Arktyczne powietrze i opady to oznaka, że w góry wróciła zima. Od poniedziałkowego (22.11) popołudnia w partiach szczytowych Tatr sypał śnieg, który do wtorkowego (23.11) poranka utworzył pokrywę grubą na prawie 10 cm.

Zima zeszła również w doliny, dzięki czemu deszczowe Zakopane zmieniło się pod osłoną nocy w iście bajkową krainę. Ośnieżone są dachy domów, trawniki i samochody. Od samego rana niebo rozpogodziło się, dzięki czemu było słonecznie.

Kolejne dni zapowiadają się równie pogodnie, chociaż z powodu odwilży śnieg zacznie się roztapiać. Wysoko w górach zima rozkręci się jednak na dobre. Od piątku (26.11) kolejne śnieżyce, które jeszcze przed końcem tygodnia zwiększą pokrywę białego puchu do 10-15 cm.

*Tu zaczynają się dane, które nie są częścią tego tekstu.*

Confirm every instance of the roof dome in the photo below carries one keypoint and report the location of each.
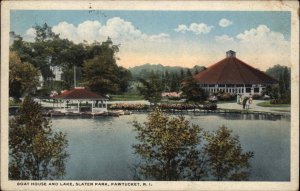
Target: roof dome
(232, 71)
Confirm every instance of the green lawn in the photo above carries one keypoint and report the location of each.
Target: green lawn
(126, 97)
(268, 104)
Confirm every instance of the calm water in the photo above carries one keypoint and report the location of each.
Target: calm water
(100, 148)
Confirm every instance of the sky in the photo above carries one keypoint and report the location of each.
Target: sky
(171, 38)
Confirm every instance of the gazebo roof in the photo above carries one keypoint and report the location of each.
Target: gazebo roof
(231, 70)
(79, 94)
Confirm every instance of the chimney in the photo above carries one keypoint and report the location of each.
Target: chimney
(230, 54)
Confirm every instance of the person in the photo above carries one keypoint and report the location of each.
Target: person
(241, 99)
(250, 99)
(244, 102)
(238, 99)
(248, 103)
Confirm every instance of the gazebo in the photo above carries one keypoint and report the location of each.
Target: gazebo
(79, 95)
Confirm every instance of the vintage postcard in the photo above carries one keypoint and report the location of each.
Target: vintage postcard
(149, 95)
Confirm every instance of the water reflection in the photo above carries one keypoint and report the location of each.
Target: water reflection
(100, 147)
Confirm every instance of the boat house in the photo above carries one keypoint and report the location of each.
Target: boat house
(79, 95)
(233, 76)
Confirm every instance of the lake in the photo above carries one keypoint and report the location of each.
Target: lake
(100, 148)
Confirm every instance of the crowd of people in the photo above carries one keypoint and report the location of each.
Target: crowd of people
(244, 100)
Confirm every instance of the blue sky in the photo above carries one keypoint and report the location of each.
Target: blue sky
(187, 37)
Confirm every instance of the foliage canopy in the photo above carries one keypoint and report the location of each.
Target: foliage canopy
(36, 152)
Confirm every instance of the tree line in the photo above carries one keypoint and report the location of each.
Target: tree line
(95, 64)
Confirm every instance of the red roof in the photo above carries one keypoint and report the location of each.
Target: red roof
(233, 71)
(79, 93)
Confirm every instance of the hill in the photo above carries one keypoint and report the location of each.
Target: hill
(143, 71)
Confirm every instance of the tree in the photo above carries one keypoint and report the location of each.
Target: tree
(168, 148)
(192, 91)
(275, 71)
(151, 89)
(23, 77)
(35, 151)
(124, 77)
(225, 155)
(101, 73)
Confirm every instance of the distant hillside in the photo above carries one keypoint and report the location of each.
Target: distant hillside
(144, 70)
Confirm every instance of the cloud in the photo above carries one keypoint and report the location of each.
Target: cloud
(30, 35)
(225, 22)
(196, 28)
(118, 29)
(223, 38)
(261, 33)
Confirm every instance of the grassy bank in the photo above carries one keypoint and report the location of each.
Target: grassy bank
(268, 104)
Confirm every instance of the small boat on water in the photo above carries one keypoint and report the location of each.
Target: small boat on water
(99, 114)
(72, 114)
(127, 112)
(56, 113)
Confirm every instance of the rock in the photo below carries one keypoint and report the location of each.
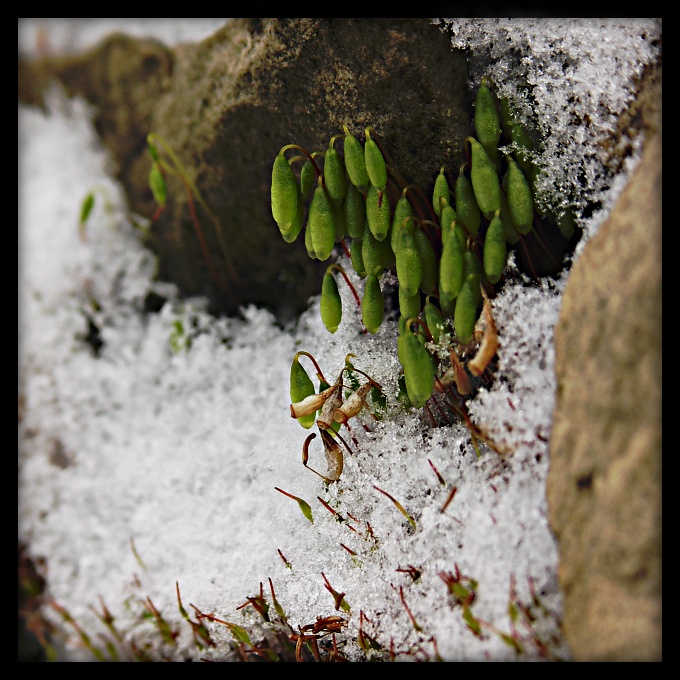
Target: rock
(604, 485)
(227, 105)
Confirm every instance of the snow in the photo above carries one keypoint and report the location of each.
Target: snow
(157, 459)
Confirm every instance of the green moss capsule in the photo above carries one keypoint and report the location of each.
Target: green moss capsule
(511, 233)
(157, 185)
(486, 118)
(355, 211)
(428, 260)
(408, 264)
(520, 201)
(402, 211)
(447, 218)
(321, 222)
(308, 243)
(451, 266)
(335, 175)
(566, 224)
(372, 304)
(330, 303)
(377, 213)
(355, 161)
(301, 387)
(284, 193)
(375, 163)
(495, 252)
(357, 257)
(289, 235)
(485, 184)
(434, 319)
(441, 190)
(467, 209)
(86, 207)
(340, 221)
(418, 369)
(465, 314)
(409, 305)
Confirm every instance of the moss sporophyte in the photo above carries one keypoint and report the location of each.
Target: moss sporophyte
(449, 252)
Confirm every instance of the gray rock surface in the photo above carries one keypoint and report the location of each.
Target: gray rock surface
(227, 105)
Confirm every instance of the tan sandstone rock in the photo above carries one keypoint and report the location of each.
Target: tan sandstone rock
(604, 485)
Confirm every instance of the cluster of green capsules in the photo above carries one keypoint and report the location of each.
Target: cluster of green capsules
(444, 249)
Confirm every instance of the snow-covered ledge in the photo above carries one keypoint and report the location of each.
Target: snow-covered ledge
(154, 458)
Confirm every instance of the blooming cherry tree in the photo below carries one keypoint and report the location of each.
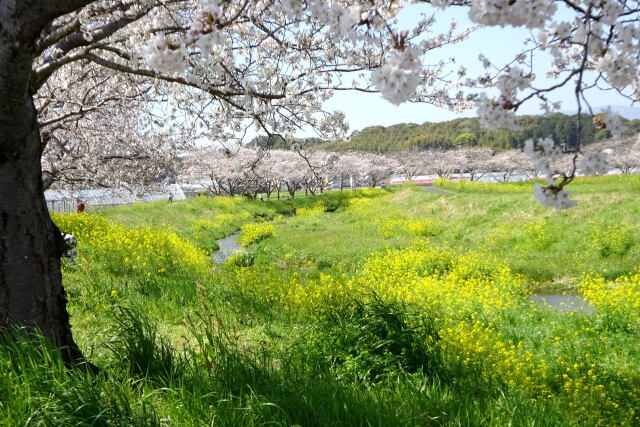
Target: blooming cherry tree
(269, 64)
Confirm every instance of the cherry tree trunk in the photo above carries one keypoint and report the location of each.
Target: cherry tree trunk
(31, 292)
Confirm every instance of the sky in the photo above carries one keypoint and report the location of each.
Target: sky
(500, 45)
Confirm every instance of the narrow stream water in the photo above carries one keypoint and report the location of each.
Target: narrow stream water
(562, 302)
(228, 246)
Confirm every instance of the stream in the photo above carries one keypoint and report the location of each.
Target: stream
(227, 247)
(562, 302)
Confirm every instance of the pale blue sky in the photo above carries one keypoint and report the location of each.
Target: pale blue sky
(500, 45)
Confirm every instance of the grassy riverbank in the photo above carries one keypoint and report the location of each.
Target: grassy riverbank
(372, 307)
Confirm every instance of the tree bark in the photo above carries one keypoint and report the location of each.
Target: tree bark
(31, 292)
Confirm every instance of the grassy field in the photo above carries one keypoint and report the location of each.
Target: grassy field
(368, 307)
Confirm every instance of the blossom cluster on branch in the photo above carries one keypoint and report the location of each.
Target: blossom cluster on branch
(271, 64)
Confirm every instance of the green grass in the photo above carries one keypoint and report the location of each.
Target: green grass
(273, 338)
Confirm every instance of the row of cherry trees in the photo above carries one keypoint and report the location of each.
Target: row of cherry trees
(252, 171)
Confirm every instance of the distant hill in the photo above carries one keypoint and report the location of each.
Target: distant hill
(630, 113)
(466, 132)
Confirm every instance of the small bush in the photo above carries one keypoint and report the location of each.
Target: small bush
(377, 340)
(253, 233)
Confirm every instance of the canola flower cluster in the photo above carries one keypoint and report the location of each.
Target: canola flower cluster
(253, 233)
(315, 210)
(619, 300)
(611, 239)
(140, 250)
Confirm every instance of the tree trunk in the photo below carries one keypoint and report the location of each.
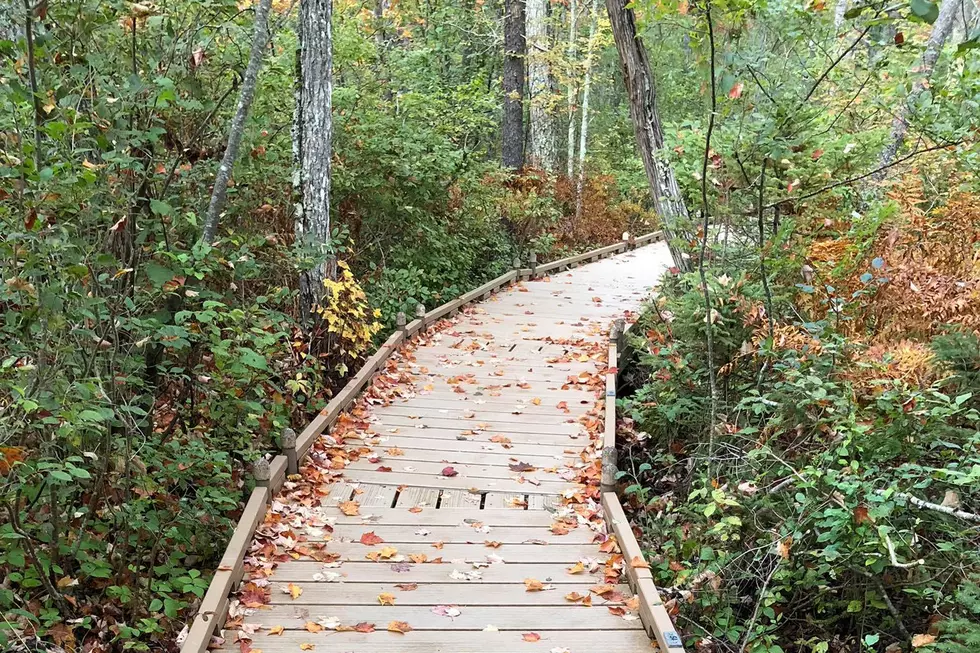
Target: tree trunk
(948, 12)
(839, 10)
(642, 93)
(514, 53)
(260, 40)
(584, 131)
(543, 151)
(313, 134)
(572, 90)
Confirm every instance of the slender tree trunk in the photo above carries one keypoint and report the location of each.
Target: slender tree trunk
(941, 29)
(514, 54)
(584, 131)
(642, 94)
(313, 131)
(543, 151)
(572, 89)
(260, 39)
(839, 10)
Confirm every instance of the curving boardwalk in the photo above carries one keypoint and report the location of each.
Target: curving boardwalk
(455, 507)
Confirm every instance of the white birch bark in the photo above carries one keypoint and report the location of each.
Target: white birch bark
(314, 131)
(941, 29)
(260, 39)
(543, 148)
(572, 89)
(584, 131)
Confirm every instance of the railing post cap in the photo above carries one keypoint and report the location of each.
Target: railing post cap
(261, 470)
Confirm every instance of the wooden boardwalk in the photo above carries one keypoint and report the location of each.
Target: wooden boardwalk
(455, 507)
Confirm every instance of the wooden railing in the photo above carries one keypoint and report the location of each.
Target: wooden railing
(271, 474)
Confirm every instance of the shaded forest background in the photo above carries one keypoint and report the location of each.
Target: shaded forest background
(808, 372)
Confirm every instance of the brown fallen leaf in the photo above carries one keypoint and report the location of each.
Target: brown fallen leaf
(370, 539)
(399, 627)
(639, 563)
(386, 599)
(349, 508)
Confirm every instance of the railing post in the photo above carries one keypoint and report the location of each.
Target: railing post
(289, 450)
(261, 472)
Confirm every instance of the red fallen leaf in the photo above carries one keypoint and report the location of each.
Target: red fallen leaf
(370, 539)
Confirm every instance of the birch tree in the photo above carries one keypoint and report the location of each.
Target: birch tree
(312, 138)
(260, 39)
(572, 90)
(586, 87)
(512, 128)
(948, 12)
(543, 152)
(667, 199)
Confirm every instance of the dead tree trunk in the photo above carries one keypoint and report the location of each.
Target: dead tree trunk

Ten śnieg nie zdoła się już roztopić, pozostanie aż do wiosennych roztopów. Na przełomie listopada i grudnia pokrywa w wyższych partiach Tatr sięgnie nawet 30-40 cm i nadal będzie przyrastać. Sezon narciarski być może rozpocznie się wcześniej niż w ostatnich latach.